Nas obras a que o autor faz referência, as personagens desabafam enlouquecida e
vorazmente a dor do abandono, da não reciprocidade, utilizando-se da vingança, seja através
de palavrões e xingamentos, seja de atos violentos. O desabafo raivoso é também o tom de
OA, cuja análise será feita no próximo capítulo, a partir do conceito de devastação. Nesse
sentido, transcrevemos o conto “Receita para comer o homem amado”, em Falo de mulher
(2002), obra de Ivana Arruda Leite:
Pegue o homem que te maltrata, estenda-o sobre a tábua de bife e comece a sová-lo
pelas costas. Depois pique bem picadinho e jogue na gordura quente. Acrescente os
olhos e a cebola. Mexa devagar até tudo ficar dourado.
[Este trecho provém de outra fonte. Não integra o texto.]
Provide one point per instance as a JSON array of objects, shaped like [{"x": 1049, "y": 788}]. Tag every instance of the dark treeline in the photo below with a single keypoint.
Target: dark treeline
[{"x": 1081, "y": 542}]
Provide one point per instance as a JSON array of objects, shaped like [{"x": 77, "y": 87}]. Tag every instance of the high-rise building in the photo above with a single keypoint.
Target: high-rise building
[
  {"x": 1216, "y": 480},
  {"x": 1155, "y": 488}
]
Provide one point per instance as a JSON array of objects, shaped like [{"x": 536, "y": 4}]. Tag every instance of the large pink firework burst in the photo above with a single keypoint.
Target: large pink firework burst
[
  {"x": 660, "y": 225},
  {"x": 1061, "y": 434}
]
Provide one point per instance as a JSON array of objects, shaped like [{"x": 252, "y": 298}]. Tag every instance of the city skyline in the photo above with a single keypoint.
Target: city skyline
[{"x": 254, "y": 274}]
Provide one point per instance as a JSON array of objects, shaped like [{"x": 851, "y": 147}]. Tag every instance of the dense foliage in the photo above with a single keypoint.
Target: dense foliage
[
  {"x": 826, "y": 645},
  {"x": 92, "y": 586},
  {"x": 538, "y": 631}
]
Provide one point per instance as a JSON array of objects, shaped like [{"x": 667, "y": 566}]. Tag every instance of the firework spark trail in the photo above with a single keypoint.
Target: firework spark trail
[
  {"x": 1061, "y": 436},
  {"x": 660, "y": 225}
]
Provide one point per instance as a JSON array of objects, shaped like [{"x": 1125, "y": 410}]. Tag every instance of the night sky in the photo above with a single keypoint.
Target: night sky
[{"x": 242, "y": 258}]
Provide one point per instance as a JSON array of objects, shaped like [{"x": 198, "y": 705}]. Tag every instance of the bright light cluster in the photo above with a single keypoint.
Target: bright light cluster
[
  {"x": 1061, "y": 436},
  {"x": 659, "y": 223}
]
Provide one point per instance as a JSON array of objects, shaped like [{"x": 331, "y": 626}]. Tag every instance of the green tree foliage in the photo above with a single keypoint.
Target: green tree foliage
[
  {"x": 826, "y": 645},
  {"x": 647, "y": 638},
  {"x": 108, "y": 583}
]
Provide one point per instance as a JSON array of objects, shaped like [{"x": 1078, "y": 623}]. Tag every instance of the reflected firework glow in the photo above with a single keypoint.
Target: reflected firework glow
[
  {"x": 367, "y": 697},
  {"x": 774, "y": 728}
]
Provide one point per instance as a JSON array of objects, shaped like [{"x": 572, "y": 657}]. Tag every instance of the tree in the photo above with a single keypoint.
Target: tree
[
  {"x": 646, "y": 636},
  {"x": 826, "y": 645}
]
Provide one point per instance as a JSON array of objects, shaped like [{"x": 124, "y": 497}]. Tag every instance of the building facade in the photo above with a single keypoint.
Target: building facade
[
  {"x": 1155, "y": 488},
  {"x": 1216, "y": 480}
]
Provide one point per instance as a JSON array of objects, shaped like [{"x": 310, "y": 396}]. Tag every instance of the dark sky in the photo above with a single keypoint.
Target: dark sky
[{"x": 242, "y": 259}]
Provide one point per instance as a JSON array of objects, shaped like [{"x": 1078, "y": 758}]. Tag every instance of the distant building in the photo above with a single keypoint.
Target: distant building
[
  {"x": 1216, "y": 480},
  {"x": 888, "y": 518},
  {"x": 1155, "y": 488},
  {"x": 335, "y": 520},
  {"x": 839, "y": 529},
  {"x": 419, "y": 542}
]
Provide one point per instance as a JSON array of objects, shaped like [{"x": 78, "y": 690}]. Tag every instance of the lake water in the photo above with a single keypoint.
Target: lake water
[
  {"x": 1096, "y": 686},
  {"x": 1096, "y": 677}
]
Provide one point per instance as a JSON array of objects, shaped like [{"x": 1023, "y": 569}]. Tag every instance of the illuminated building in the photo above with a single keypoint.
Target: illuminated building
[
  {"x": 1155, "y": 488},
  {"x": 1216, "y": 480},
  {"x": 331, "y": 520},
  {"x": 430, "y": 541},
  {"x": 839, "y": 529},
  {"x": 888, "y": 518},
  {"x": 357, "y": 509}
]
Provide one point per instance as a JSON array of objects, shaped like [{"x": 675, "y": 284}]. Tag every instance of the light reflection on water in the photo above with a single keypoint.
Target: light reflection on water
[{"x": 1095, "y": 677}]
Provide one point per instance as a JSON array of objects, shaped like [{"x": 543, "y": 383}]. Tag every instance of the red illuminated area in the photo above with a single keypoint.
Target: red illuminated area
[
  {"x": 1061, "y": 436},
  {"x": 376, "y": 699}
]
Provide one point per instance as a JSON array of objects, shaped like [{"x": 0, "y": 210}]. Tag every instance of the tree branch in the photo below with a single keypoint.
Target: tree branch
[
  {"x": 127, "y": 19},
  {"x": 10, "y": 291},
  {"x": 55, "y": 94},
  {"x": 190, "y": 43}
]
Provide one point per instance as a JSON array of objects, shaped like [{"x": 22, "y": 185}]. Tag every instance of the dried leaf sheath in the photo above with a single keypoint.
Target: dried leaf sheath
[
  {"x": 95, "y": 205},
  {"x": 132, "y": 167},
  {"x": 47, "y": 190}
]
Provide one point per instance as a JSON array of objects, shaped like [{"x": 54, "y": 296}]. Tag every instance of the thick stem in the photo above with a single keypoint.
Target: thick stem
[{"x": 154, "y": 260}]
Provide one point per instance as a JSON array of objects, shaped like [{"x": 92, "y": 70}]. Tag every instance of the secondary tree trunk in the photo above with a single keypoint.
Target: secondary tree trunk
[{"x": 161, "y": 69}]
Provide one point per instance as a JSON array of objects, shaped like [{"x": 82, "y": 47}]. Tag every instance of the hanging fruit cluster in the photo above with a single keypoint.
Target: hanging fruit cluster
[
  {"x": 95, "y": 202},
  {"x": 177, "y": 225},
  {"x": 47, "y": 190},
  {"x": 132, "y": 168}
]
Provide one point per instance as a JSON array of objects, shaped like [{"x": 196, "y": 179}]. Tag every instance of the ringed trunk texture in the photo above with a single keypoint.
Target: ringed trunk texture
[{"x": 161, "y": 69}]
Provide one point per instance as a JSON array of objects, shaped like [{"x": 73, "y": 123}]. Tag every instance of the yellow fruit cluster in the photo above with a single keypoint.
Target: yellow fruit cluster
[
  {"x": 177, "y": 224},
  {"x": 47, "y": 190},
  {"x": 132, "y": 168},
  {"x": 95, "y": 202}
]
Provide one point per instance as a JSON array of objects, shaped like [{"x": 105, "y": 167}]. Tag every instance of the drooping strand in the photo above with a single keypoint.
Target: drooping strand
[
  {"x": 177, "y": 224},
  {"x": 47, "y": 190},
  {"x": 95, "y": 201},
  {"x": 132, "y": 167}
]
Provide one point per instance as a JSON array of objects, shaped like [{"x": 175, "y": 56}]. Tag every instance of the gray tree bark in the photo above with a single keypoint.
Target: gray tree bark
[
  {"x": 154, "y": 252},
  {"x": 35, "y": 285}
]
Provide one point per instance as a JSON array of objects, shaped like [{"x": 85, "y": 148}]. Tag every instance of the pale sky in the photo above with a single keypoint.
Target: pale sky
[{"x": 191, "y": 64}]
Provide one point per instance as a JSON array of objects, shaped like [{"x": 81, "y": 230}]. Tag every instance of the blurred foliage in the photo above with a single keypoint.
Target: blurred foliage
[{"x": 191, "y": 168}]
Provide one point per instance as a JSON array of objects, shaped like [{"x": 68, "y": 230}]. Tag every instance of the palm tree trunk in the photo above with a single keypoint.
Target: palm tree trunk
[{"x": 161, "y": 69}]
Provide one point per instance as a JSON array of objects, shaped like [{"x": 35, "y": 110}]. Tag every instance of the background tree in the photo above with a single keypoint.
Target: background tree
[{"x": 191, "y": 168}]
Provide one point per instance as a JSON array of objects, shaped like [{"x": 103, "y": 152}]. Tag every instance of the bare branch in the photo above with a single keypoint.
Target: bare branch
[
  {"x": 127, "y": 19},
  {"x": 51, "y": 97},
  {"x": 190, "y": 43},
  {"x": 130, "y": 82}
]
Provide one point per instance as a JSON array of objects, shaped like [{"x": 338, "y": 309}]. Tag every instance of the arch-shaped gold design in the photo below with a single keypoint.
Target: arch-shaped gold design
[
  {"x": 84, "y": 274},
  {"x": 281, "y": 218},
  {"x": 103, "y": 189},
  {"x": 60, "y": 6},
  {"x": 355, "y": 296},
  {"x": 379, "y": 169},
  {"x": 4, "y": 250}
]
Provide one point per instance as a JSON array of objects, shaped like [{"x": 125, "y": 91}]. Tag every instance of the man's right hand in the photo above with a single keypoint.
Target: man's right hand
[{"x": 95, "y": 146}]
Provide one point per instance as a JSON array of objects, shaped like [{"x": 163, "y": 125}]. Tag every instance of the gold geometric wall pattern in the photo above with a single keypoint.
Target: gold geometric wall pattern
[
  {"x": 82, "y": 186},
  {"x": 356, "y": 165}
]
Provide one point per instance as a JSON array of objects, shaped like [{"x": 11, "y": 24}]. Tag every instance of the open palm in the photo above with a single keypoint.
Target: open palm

A língua, cortada em
minúsculos pedaços, deve ser colocada em seguida, assim como as mãos, os pés e o
cheiro-verde. Quando o refogado exalar o odor dos que ardem no inferno, jogue
água fervente até amolecer o coração. Empane o pinto no ovo e na farinha de rosca e
sirva como aperitivo. Devore tudo com talher de prata, limpe a boca com
guardanapo de linho e arrote com vontade, pra que isso não se repita nunca mais
(LEITE, 2002, p. 5).
Neste conto, cujo desabafo raivoso aproxima-se dos insultos da personagem de OA,
podemos perceber os efeitos que a não reciprocidade pode trazer a uma mulher apaixonada. O
homem que maltrata deve ser punido com requintes de crueldade: deve ser atacado pelas
costas, como o fazem quando traem a mulher vitimada; a língua, que pouco fala, deve ser
cortada; o coração tem que ser amolecido na água quente; o órgão sexual, devorado, para que
64
não tenha serventia a mais nenhuma outra mulher. Essa fala é a de uma mulher devastada,
cujo ódio emerge como a outra face do amor.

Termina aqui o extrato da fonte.